Long-Term Care Costs 101
(Family Features) There are important realities every American must know about long-term care. Long-term care is more expensive than most people think. And, most importantly, the cost of care is usually paid for out of savings and income.
About 70 percent of people turning 65 can expect to need some kind of long-term care as they age. A number of public programs, including Medicare and Medicaid, may help pay for some long-term care services under certain circumstances. However, each program has specific rules about what services are covered, how long you can receive benefits, whether or not you qualify for benefits, and how much you have to pay in out-of-pocket costs. To accurately plan for your long-term care needs, it is very important to know the facts about what may or may not be covered.
Medicare focuses on acute care costs
Medicare covers medically necessary care and focuses on medical acute care, such as doctor visits, drugs and hospital stays. If very specific conditions are met, Medicare will help pay for all or a portion of a short stay in a skilled nursing facility, hospice care or home health care.
Medicare does not cover custodial long-term care services. These services and supports help people perform Activities of Daily Living (ADLs) that are non-medical, such as getting in and out of bed, walking, bathing, dressing, eating, and bowel and bladder management.
Medicaid only available if income and assets are low enough
Medicaid is a joint federal and state government program that helps people with low income and assets pay for some or all of their health care bills. It covers medical care, long-term care services in nursing homes and long-term care services provided at home. Rules about who is eligible for Medicaid benefits and what services are covered are based on federal requirements, but states have considerable leeway in how they operate their programs.
To be eligible for Medicaid, you must meet certain requirements, including having income and assets that do not exceed the levels used by your state. The Medicaid eligibility process considers the value of your home to make sure it is under the state set limit, your assets and your income. Documentation from your financial institutional “looking back” five years will be required. Once your state determines you are financially eligible for Medicaid, the state will conduct a functional assessment to determine whether you are disabled enough to qualify for long-term care services. Your state Medicaid Assistance office is the best source for information about how to qualify for Medicaid in your state and if you qualify for long-term care services.
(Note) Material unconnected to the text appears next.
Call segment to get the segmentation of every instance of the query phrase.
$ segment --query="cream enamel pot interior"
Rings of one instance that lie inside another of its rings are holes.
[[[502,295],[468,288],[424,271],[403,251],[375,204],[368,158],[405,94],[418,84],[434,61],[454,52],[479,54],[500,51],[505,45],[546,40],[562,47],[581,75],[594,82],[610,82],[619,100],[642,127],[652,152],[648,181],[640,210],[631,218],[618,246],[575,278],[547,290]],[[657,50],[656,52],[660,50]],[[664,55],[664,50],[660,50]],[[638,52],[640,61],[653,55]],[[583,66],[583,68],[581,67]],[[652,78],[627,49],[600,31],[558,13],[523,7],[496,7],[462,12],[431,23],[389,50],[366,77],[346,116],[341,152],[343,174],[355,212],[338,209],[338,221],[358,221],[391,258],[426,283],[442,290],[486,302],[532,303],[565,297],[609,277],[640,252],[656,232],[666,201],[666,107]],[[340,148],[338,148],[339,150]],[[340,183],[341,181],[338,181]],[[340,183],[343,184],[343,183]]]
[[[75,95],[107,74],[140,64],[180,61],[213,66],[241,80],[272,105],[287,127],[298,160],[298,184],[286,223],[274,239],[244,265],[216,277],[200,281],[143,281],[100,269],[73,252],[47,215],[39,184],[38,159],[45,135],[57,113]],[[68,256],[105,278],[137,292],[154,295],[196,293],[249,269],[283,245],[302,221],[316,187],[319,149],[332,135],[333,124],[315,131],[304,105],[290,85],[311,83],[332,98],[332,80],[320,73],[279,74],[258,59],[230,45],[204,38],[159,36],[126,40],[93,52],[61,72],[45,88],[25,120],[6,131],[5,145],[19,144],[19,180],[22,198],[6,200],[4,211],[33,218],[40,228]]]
If you receive Medicaid coverage for long-term care services, federal law requires states to recover the amount Medicaid spent on your behalf from your estate after you die. Most states recover the cost of long-term care services.
Paying out-of-pocket for care
If you have enough income and savings, you will need to pay for long-term care services on your own, from your incomes, savings and, possibly, the equity in your home. Many people believe wrongly the medical insurance or disability insurance they currently have will pay for all or much of their long-term care. In general, health insurance covers only very limited and specific types of long-term care. Disability policies serve to replace income and, as such, do not cover long-term care at all.